An independent contract worker is someone who provides a service or product to another person, company, or organization, a transaction which is usually described in a contract or spoken agreement between the two parties. An independent contractor is not the same as a employee. Contract workers are less likely to work on a permanent, full-time basis for an employer, but instead work when required. In the United States, companies that hire contractors and pay them more than $600 in one year are required by law to report these payments to the Internal Revenue Service (IRS).
Difference From an Employee
Independent contractors are self-employed. They usually do not get benefits from their employer. They may be paid by the hour or by the project as opposed to getting an annual or monthly salary. The Supreme Court has outlined several key differences between hired employees and contract workers. The following are used to help employers distinguish between the two types of work:
- The more an individual is implicated in the business of the employer, the more likely he or she is to be an employee.

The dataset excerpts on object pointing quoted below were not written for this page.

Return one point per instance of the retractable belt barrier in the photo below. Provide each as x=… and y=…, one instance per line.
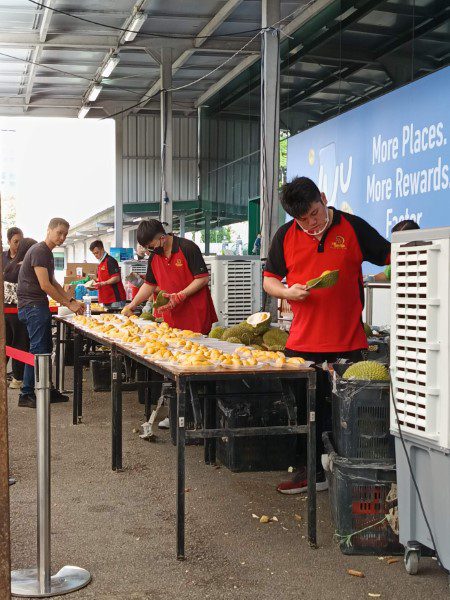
x=13, y=310
x=38, y=582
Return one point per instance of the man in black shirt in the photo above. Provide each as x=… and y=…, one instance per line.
x=36, y=283
x=13, y=235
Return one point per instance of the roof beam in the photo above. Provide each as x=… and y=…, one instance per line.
x=104, y=42
x=36, y=56
x=292, y=26
x=200, y=40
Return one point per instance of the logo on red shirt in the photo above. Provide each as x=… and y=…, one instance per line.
x=339, y=243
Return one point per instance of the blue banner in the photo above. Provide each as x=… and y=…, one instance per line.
x=387, y=160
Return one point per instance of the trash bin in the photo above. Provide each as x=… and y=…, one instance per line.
x=360, y=415
x=363, y=497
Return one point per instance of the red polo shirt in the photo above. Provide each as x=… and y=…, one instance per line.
x=173, y=275
x=109, y=293
x=329, y=320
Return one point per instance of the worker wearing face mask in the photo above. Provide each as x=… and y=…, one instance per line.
x=327, y=322
x=177, y=267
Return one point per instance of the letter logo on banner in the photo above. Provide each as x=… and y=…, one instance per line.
x=386, y=160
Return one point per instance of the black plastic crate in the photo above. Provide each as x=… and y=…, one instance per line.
x=378, y=350
x=359, y=503
x=260, y=409
x=101, y=375
x=360, y=414
x=171, y=398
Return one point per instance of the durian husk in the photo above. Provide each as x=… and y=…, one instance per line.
x=161, y=300
x=323, y=281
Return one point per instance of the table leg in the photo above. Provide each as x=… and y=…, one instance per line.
x=77, y=377
x=116, y=398
x=181, y=439
x=210, y=422
x=311, y=468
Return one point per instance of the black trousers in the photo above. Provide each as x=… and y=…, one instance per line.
x=323, y=392
x=16, y=337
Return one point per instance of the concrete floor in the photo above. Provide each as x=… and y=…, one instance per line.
x=120, y=526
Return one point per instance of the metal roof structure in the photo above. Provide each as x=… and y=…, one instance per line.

- Permanent, established relationships tend to be employer-employee.
- If the individual brings or uses his or her own equipment to work, he or she is more likely to be a contractor.
- When the worker has more control over work responsibilities, they are more likely to be an employee.
- A worker who has more financial risk as opposed to stability is likely to be a contractor.
- Work that is entrepreneurial or distinctive in nature usually favors an independent contractor relationship.
People who offer their services to the public or to private organizations in some capacity or another are usually independent contractors. Some common professions include professionals who own private practices in the health services field, such as doctors, dentists, veterinarians, masseuses, or midwives. Other common professions include those who provide specific legal services to companies or individuals, such as lawyers or accountants. People who are highly specialized in a specific field and offer consulting are also considered independent contractors. Many independent contractors are also hired by families. These include hair stylists, cleaners, nannies, gardeners, or pool maintenance service people.
Pros and Cons
Working as an independent contractor has benefits that being an employee doesn’t. It’s a good option for professionals with very specific knowledge who like the variety of working for a number of different organizations or individuals at the same time. Independent contractors tend to have more freedom; they can complete work when they want as opposed to working nine to five. Of course, with added freedom comes added responsibility. Independent contractors must be highly motivated to complete the work that they have as they typically aren’t supervised by their employer. In addition, working as an independent contractor comes with added risk; contractors don’t have the long-term job security that employees have.
An independent contractor is someone who works for an employer on a more casual basis than a full-time employee. He or she may be in a specialized field or have specialized services or goods to offer.